Running gpt-oss-20b on an RTX 4070 Ti (12GB) using Transformers

#110

by Biiigstone - opened 13 days ago

13 days ago

Hi everyone,
I'd like to share the method I used to run the gpt-oss-20b model on a single RTX 4070Ti (12GB VRAM) using the transformers library.

First, as it says in the guide, the MXFP4 quantized model cannot be used on 40-series cards.
Therefore, you need to get the original model by giving it the option to de-quantize.
In this case, if you use device_map='auto', a KeyError will occur because the model is distributed across multiple devices.
Therefore, you should load it only on the CPU. After that, save it locally.

import torch
from transformers import AutoTokenizer, AutoModelForCausalLM
from transformers.utils.quantization_config import Mxfp4Config

model_id = "openai/gpt-oss-20b"
save_path = './gpt-oss-model-local'
try:

    quantization_config = Mxfp4Config(dequantize=True)

    model = AutoModelForCausalLM.from_pretrained(
        model_id,
        quantization_config=quantization_config,
        torch_dtype=torch.bfloat16,
        device_map="cpu"
    )

    tokenizer = AutoTokenizer.from_pretrained(model_id)


    model.save_pretrained(save_path)
    tokenizer.save_pretrained(save_path)


except Exception as e:
    print(e)

Next, load the de-quantized model you saved locally by quantizing it with bnb.
If you use device_map='auto', a VRAM OOM will occur, so you need to map it manually.
In the case of the 4070 Ti, it was possible to put a maximum of 15 layers on the GPU, and setting it higher than this caused an OOM.

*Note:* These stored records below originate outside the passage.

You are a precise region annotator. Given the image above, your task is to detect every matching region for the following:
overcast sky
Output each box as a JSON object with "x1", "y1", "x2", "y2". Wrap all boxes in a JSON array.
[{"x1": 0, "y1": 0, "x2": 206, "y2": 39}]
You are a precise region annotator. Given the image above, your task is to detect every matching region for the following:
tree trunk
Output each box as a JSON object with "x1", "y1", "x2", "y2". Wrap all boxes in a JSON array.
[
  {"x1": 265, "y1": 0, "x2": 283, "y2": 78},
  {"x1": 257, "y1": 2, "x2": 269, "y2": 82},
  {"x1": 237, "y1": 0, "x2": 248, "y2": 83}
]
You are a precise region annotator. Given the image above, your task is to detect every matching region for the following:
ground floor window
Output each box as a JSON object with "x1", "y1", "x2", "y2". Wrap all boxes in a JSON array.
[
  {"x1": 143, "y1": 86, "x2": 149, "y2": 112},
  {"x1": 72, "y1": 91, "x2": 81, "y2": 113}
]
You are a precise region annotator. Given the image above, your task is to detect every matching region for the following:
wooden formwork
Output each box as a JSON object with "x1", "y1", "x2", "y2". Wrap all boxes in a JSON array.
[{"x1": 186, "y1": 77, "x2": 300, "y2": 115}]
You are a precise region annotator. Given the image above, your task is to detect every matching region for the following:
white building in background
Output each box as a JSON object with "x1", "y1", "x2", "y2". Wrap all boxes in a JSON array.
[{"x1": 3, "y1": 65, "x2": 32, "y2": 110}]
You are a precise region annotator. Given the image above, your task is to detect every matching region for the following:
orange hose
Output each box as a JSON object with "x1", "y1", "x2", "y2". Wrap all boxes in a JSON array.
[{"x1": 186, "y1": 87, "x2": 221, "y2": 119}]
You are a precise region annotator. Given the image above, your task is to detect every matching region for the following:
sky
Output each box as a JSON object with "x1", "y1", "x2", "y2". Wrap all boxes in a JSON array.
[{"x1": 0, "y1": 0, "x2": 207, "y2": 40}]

For those of you using a better 40-series GPU, you can modify this part (and I would be grateful if you could let me know the results).


import torch
from transformers import AutoModelForCausalLM, AutoTokenizer, BitsAndBytesConfig
import time


model_path = './gpt-oss-model-local'

quantization_config = BitsAndBytesConfig(
    load_in_4bit=True,
    bnb_4bit_use_double_quant=True,     
    bnb_4bit_quant_type="nf4",           
    bnb_4bit_compute_dtype=torch.bfloat16,
    llm_int8_enable_fp32_cpu_offload=True
)

num_gpu_layers = 15
num_total_layers = 24


device_map = {
    "model.embed_tokens": 0,
    **{f"model.layers.{i}": 0 for i in range(num_gpu_layers)},
    **{f"model.layers.{i}": "cpu" for i in range(num_gpu_layers, num_total_layers)},
    "model.norm": "cpu",
    "lm_head": "cpu"
}

model = AutoModelForCausalLM.from_pretrained(
    model_path,
    quantization_config=quantization_config,
    # attn_implementation="flash_attention_3",
    # attn_implementation="sdpa",
    device_map=device_map
)

print(f"current attention impl: {model.config._attn_implementation}")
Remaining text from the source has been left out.